Campanha de Natal da Coca-Cola gerada por IA reacendeu debate sobre coerência de marca (Reprodução/YouTube)
Redação Exame
Publicado em 13 de novembro de 2025 às 09h31.
Última atualização em 13 de novembro de 2025 às 09h35.
*Por Ulisses Zamboni
Apesar das pesadas críticas recebidas por sua campanha de Natal de 2024, por ter usado inteligência artificial em sua produção, a Coca-Cola dobrou a aposta em 2025 e lançou novamente uma campanha natalina chamada “Holidays Are Coming”, gerada por IA.
Parece que o Instagram Storm e o X Storm do ano passado — tanto de consumidores quanto de influenciadores e formadores de opinião — não serviram para mudar absolutamente nada nas decisões do staff da Coca.
Pratik Thakar, Vice-Presidente da Coca americana, dá uma “suavizada” na questão dizendo que a campanha continua a tocar corações porque está repleta de “storytellers humanos” e, por isso, “continua a ser tão autêntica quanto sempre foi”. E ainda coloca uma “cereja” no comentário, prejudicando ainda mais a imagem da marca, ao trazer para a discussão o benefício dos menores custos de produção proporcionados pela tecnologia.
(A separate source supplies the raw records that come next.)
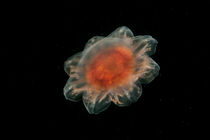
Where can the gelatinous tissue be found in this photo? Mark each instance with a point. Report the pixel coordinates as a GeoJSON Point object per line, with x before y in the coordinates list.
{"type": "Point", "coordinates": [111, 69]}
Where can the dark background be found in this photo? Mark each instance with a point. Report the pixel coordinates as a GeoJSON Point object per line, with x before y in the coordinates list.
{"type": "Point", "coordinates": [164, 111]}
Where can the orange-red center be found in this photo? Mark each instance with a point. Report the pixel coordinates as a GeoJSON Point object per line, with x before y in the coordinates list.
{"type": "Point", "coordinates": [110, 67]}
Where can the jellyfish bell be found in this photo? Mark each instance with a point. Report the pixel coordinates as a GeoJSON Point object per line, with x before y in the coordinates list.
{"type": "Point", "coordinates": [111, 69]}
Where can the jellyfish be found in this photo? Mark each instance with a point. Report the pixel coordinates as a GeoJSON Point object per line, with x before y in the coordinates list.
{"type": "Point", "coordinates": [111, 70]}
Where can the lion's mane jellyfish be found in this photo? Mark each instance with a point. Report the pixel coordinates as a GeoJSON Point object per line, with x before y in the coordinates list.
{"type": "Point", "coordinates": [111, 69]}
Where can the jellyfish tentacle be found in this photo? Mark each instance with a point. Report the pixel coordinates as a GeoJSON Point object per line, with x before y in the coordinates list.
{"type": "Point", "coordinates": [70, 65]}
{"type": "Point", "coordinates": [144, 45]}
{"type": "Point", "coordinates": [96, 102]}
{"type": "Point", "coordinates": [93, 41]}
{"type": "Point", "coordinates": [74, 89]}
{"type": "Point", "coordinates": [121, 32]}
{"type": "Point", "coordinates": [147, 69]}
{"type": "Point", "coordinates": [125, 96]}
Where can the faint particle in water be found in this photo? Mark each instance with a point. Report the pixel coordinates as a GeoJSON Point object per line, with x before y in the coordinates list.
{"type": "Point", "coordinates": [111, 69]}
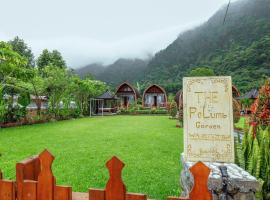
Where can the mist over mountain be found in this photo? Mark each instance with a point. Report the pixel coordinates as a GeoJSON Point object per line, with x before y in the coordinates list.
{"type": "Point", "coordinates": [239, 47]}
{"type": "Point", "coordinates": [121, 70]}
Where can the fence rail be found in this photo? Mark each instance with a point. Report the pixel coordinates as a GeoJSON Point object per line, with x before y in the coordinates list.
{"type": "Point", "coordinates": [35, 181]}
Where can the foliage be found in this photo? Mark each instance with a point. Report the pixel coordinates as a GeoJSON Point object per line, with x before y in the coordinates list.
{"type": "Point", "coordinates": [19, 46]}
{"type": "Point", "coordinates": [254, 152]}
{"type": "Point", "coordinates": [172, 108]}
{"type": "Point", "coordinates": [201, 71]}
{"type": "Point", "coordinates": [261, 107]}
{"type": "Point", "coordinates": [3, 106]}
{"type": "Point", "coordinates": [48, 58]}
{"type": "Point", "coordinates": [82, 147]}
{"type": "Point", "coordinates": [236, 110]}
{"type": "Point", "coordinates": [253, 155]}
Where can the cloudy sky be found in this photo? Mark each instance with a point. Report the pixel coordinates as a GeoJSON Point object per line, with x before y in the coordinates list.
{"type": "Point", "coordinates": [87, 31]}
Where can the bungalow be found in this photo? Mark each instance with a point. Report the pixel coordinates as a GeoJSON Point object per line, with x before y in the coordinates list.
{"type": "Point", "coordinates": [127, 94]}
{"type": "Point", "coordinates": [154, 96]}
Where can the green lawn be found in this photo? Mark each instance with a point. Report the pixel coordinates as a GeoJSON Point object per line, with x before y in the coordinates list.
{"type": "Point", "coordinates": [150, 146]}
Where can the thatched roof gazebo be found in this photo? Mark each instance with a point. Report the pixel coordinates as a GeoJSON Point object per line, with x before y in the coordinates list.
{"type": "Point", "coordinates": [154, 96]}
{"type": "Point", "coordinates": [104, 104]}
{"type": "Point", "coordinates": [127, 94]}
{"type": "Point", "coordinates": [179, 96]}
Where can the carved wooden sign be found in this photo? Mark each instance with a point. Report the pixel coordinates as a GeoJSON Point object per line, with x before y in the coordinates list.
{"type": "Point", "coordinates": [208, 119]}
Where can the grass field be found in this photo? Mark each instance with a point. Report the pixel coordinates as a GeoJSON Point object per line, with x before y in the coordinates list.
{"type": "Point", "coordinates": [150, 146]}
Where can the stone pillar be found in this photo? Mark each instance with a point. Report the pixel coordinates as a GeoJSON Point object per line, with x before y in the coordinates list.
{"type": "Point", "coordinates": [241, 184]}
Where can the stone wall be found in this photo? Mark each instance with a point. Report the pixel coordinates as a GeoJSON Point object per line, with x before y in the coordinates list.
{"type": "Point", "coordinates": [241, 185]}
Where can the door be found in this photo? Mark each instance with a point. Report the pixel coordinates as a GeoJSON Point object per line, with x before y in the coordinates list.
{"type": "Point", "coordinates": [155, 101]}
{"type": "Point", "coordinates": [125, 101]}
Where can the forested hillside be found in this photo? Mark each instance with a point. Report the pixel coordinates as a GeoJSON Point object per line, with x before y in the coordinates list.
{"type": "Point", "coordinates": [239, 47]}
{"type": "Point", "coordinates": [121, 70]}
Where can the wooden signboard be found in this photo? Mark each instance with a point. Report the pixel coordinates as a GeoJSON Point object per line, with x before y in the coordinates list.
{"type": "Point", "coordinates": [208, 119]}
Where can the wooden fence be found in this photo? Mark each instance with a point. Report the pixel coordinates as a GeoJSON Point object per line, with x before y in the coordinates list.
{"type": "Point", "coordinates": [35, 181]}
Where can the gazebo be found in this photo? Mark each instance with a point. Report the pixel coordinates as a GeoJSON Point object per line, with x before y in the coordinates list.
{"type": "Point", "coordinates": [247, 99]}
{"type": "Point", "coordinates": [127, 94]}
{"type": "Point", "coordinates": [105, 104]}
{"type": "Point", "coordinates": [154, 96]}
{"type": "Point", "coordinates": [179, 96]}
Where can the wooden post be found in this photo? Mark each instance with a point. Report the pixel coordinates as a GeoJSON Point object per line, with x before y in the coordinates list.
{"type": "Point", "coordinates": [200, 189]}
{"type": "Point", "coordinates": [27, 169]}
{"type": "Point", "coordinates": [115, 188]}
{"type": "Point", "coordinates": [7, 190]}
{"type": "Point", "coordinates": [90, 107]}
{"type": "Point", "coordinates": [46, 180]}
{"type": "Point", "coordinates": [102, 105]}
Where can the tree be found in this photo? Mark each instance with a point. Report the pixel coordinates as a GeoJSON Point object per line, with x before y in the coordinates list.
{"type": "Point", "coordinates": [85, 89]}
{"type": "Point", "coordinates": [53, 58]}
{"type": "Point", "coordinates": [57, 59]}
{"type": "Point", "coordinates": [201, 71]}
{"type": "Point", "coordinates": [57, 82]}
{"type": "Point", "coordinates": [22, 49]}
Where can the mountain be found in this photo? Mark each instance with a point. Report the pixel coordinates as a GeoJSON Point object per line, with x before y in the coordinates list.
{"type": "Point", "coordinates": [239, 47]}
{"type": "Point", "coordinates": [92, 69]}
{"type": "Point", "coordinates": [121, 70]}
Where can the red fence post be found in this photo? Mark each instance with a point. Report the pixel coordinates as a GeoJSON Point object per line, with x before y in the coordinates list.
{"type": "Point", "coordinates": [27, 169]}
{"type": "Point", "coordinates": [200, 189]}
{"type": "Point", "coordinates": [7, 190]}
{"type": "Point", "coordinates": [115, 188]}
{"type": "Point", "coordinates": [46, 180]}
Na direção diametralmente oposta, a Apple mostrou ao público, na mesma semana, com menos alarde, mas não com menos reverberação, a nova vinheta do seu streaming Apple TV (sim, estamos dando adeus ao Apple TV+), produzida totalmente de forma analógica.
Por trás desse movimento, a Apple descortina duas estratégias para a marca: a primeira pode estar escondendo uma grande pista sobre sua nova vocação como produtora de filmes originais, seguindo o caso de tremendo sucesso do longa Apple Original “F1”, com Brad Pitt; e a outra estratégia está alicerçada numa espécie de reforço cognitivo do próprio slogan e do seu eterno mote de marca, “Think Different”.
Enquanto o mundo surfa a mega onda da IA, a Apple pensa diferente e traz o analógico de volta como valor, provando que se importa com a qualidade das produções físicas, com o “craft” (artesanato) do cinema e com o que é humano na tecnologia.
Por que a indignação dos seguidores da Coca e a celebração e os elogios de todo o mercado pela Apple?
Simples: coerência. Ambas as marcas têm estatura de “mega brands” e, ao longo do tempo, pavimentaram suas estradas relacionais com seus usuários: Coca-Cola em um universo da simplicidade, da felicidade e do que emociona; e a Apple na transgressão ao status quo.
Arquetipicamente, a Coca-Cola tem o comportamento do Inocente, arquétipo com valores terrenos, de transparência total, sem dissimulações e de natureza objetiva e direta. Pense numa criança — daquelas que, inocentemente, te dizem espontaneamente que seu cabelo está feio num “bad hair day” ou que revelam que não gostaram do presente porque esperavam outro. Esse é o arquétipo do Inocente: direto, assertivo, sem rodeios, sem mentiras, sem fake news.
A Apple incorpora desde sempre, ao menos desde a icônica campanha do lançamento do Macintosh, chamada “1984”, o arquétipo do Fora-da-Lei. O Fora-da-Lei tem como lema principal: “se há governo, sou contra”. Ou ainda: se alguns fazem Zig, eu faço Zag. E está aí a grande coerência da marca nessa atitude de marketing. Enquanto os negócios e o marketing mundial se rendem aos movimentos mágicos da inteligência artificial, a Apple faz o contrário: valoriza o artesanal, indo contra a cultura dominante.
Num mundo repleto de incertezas, de deep fake e de fake news, a confiança nos valores de uma marca e sua coerência atitudinal são um “asset” a ser resguardado.
A Apple, com esse passo estratégico para um de seus braços de negócios, o Cinema e o Streaming, fez um bom trabalho. Perpetuou a estratégia que segue há tantos anos. Está sendo elogiada, não porque fez uma vinheta analógica apenas, mas porque despertou de volta na população a beleza do mundo analógico, indo contra a maré.
Já a Coca-Cola, na adoção da IA, gerou uma sensação de dissonância cognitiva, um estranhamento sobre seus valores atuais serem adversos ao seu costumeiro modo de agir, ou seja, com a simplicidade de um Inocente.
A exigência de um consumidor contemporâneo não está apenas na entrega de um produto de qualidade ou na excelência das matérias-primas, mas no modus operandi das marcas: sua sustentabilidade, seu impacto e, principalmente, seu comportamento enquanto negócio.
Para os consumidores da Coca-Cola, a pergunta que não quer calar é: qual é o equilíbrio entre inovação e consistência de marca? Até que ponto o público aceita uma mudança como essa, da ordem “patrimonial” da marca?